The Chalice of Courage is a 1915 silent film made by Vitagraph Studios. Based on the novel The Chalice of Courage: a Romance of Colorado by Cyrus Townsend Brady, it was produced and directed by Rollin S. Sturgeon. It is recognized as one of the first films to feature a Latina actress, Myrtle Gonzalez, in a leading role. It is considered the first film in the history of cinema to depict an assisted suicide.

==Plot==
Set in a Colorado mining community, Louise Rosser is pursued by James Armstrong and they become engaged. Their relationship comes to a swift end after Armstrong's attentions shift to another woman at a dance, and Louise returns her engagement ring. Armstrong leaves for another mining town, and Louise begins a new relationship with William Newbold.
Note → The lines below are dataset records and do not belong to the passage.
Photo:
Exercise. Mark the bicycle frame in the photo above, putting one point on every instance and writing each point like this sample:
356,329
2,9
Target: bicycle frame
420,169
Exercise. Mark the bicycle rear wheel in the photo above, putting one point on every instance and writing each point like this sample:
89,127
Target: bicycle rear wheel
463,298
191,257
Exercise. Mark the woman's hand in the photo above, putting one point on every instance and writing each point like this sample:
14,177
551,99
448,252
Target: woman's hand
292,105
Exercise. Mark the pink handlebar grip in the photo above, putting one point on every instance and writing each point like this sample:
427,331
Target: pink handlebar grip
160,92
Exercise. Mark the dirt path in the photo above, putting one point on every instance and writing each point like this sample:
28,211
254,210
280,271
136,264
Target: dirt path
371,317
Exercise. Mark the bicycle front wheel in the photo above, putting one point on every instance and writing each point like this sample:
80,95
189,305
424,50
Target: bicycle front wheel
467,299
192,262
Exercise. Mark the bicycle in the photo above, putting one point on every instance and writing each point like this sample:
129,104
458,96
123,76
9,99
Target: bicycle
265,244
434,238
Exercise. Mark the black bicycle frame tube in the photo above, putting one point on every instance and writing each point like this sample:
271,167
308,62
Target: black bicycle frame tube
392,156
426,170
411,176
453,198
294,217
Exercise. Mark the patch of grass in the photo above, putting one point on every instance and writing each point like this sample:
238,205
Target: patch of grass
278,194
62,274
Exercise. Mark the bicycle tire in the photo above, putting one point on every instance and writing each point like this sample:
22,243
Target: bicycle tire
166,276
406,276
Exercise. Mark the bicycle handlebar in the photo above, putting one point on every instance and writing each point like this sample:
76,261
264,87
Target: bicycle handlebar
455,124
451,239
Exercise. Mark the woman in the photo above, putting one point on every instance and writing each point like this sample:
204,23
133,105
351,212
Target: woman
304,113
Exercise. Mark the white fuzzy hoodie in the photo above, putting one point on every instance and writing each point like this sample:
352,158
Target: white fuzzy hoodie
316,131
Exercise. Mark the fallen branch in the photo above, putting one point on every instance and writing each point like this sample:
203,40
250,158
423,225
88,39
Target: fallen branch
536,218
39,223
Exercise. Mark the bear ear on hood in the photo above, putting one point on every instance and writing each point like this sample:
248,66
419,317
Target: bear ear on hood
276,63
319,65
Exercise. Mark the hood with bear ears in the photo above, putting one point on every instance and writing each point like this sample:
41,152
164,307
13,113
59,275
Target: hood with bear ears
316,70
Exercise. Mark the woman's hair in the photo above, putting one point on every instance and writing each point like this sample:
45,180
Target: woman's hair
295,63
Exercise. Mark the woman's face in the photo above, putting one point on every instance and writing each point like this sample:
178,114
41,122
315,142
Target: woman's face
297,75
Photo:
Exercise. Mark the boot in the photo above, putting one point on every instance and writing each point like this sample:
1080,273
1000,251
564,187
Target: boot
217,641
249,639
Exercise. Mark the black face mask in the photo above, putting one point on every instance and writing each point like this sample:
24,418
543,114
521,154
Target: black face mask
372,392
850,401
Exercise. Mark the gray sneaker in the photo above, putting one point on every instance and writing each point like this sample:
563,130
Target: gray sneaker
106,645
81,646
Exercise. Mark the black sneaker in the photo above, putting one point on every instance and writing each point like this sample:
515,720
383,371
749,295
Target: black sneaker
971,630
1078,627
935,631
William and Louise get married, after which she receives some embarrassing love letters from Armstrong.

Louise and William go on a prospecting trip in the Rocky Mountains and her horse trips, causing both the animal and Louise to tumble down the mountain side. She is severely injured with many broken bones, beyond saving, and in incredible pain. She begs her husband to end her life. In mercy, he draws his gun and shoots her, and then buries her.

After five years pass, Armstrong meets Enid Maitland, a girl from the Eastern United States who is new to the West, and falls in love with her. Enid loves nature and goes into the mountains exploring on her own. She is beset by an American black bear while swimming and cries out in help; drawing the attention of Newbold, now a reclusive mountaineer, who rescues her by killing the animal. She is saved by Newbold a second time during a violent storm in the evening of that same day, with Newbold taking Enid from her campsite to his cabin. Newbold is filled with desire for Enid and contemplates going to her bed while she is sleeping, but stops himself. Snow prevents Enid from traversing out of the mountains and she is forced to stay in Newbold's cabin all winter.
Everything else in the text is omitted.